Expanding brand DNA consistently

The NFL, founded in 1920, is a sport rooted in American culture and history. Over time its expansion has set the bar for other brands to follow; “Over the past five or six years, the NFL standing its ground and remaining consistent has set it apart from not just the sporting competition, but brands globally,” believes Tamsedge.

And Ellis describes much of the brand DNA’s expansion coming from research into what needs changing and why – while staying consistent. 

“We went to 10 markets, we talked to literally 1000s of people, we did qualitative and quantitative data to understand it,” he says. “What's come out of that is potentially very powerful, and what I loved about it, when I shared all this with the owners and with our internal NFL audience is the feeling of ‘That's us’.”

Ellis, who has the "privilege" of being on Roger Goodell’s board and is in frequent communication with him about the brand, says Goodell has always been consistent about having values that matter to its audience – particularly as its audience is bigger than a homogenous group. 

“Roger and I talk every day about these things,” he adds. “Not being reactive all the time is very important because it's when you change and begin to become reactive, that's when I think you're most vulnerable as a brand.”

Dentsu and the NFL had some “difficult conversations” between them too, admits Tamsedge, as they tow the line of what the future looks like for the brand. 

“You have been really scientific about what is applied to the business,” she outlines. “This is a new product launch job. What is this product on a global stage? Because our competitor set isn't the same, where it sits time of day is different across markets, you're up against other entertainment, but you're up against experiences.” 

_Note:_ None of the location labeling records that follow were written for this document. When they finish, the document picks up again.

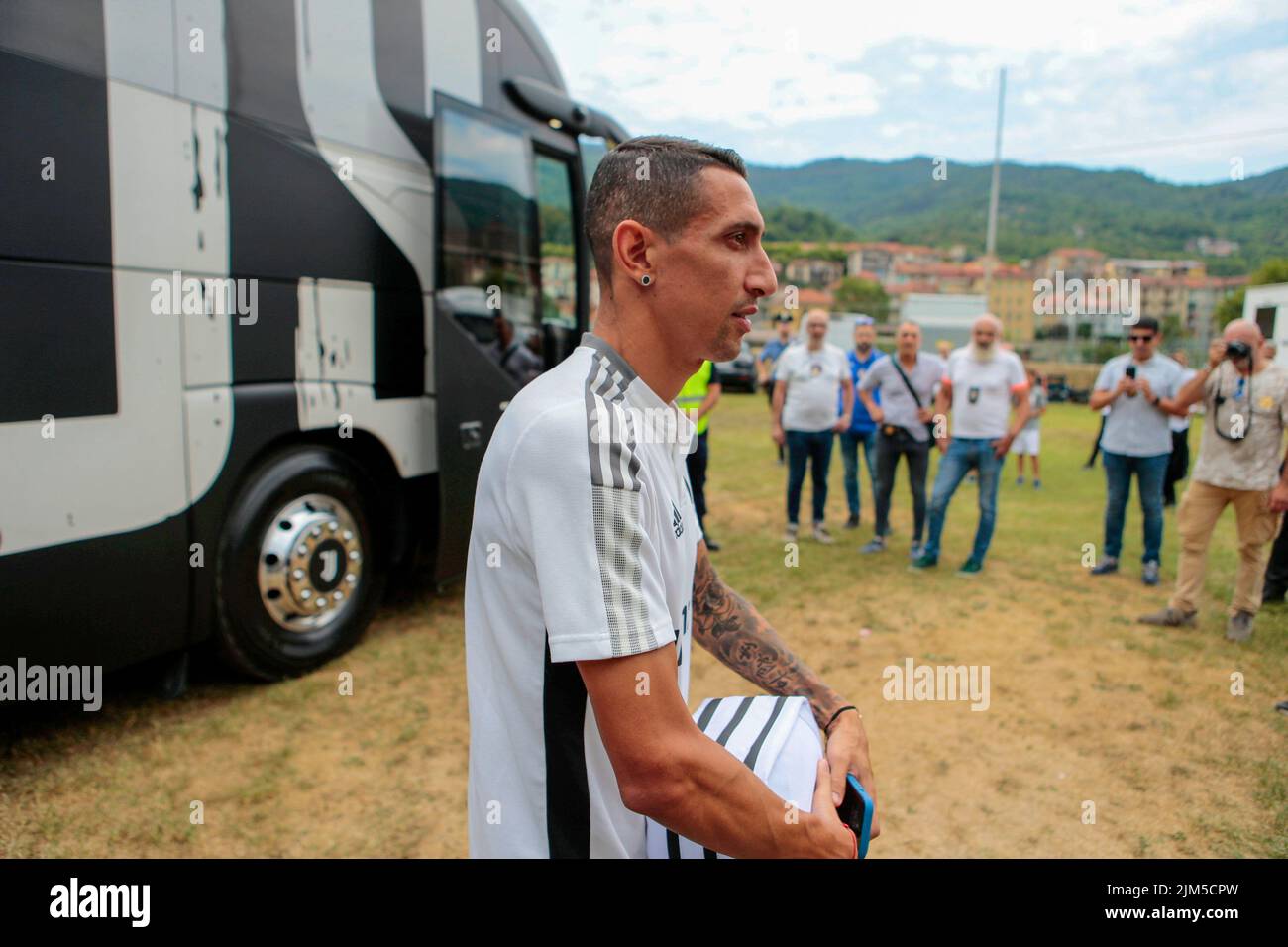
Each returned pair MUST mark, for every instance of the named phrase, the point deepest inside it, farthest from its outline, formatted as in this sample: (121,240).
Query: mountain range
(1122,213)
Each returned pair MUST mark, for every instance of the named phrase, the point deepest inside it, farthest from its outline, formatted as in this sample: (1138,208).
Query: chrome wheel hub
(309,564)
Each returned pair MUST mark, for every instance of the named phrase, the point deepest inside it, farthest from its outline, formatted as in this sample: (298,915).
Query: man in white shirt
(806,382)
(979,384)
(1239,466)
(1138,388)
(588,579)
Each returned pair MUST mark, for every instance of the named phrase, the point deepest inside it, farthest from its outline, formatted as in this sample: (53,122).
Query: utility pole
(991,243)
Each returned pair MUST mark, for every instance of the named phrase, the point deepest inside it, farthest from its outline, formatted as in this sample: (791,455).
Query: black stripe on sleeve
(567,785)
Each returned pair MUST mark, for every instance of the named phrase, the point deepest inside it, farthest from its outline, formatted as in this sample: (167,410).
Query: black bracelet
(837,714)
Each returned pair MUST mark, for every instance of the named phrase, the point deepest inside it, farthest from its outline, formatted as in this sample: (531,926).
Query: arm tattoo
(726,625)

Understanding which parts of American culture the world can relate to – and that the brand can expand upon, is going to be key, according to Ellis. 

“What Americans may see as American swagger, people outside the country may see them as  arrogant bastards,” he jokes. “If you don't express it the right way, it's really off-putting and potentially alienating. Understanding what aspects of American culture are going to help connect and really lean in to this is really important.”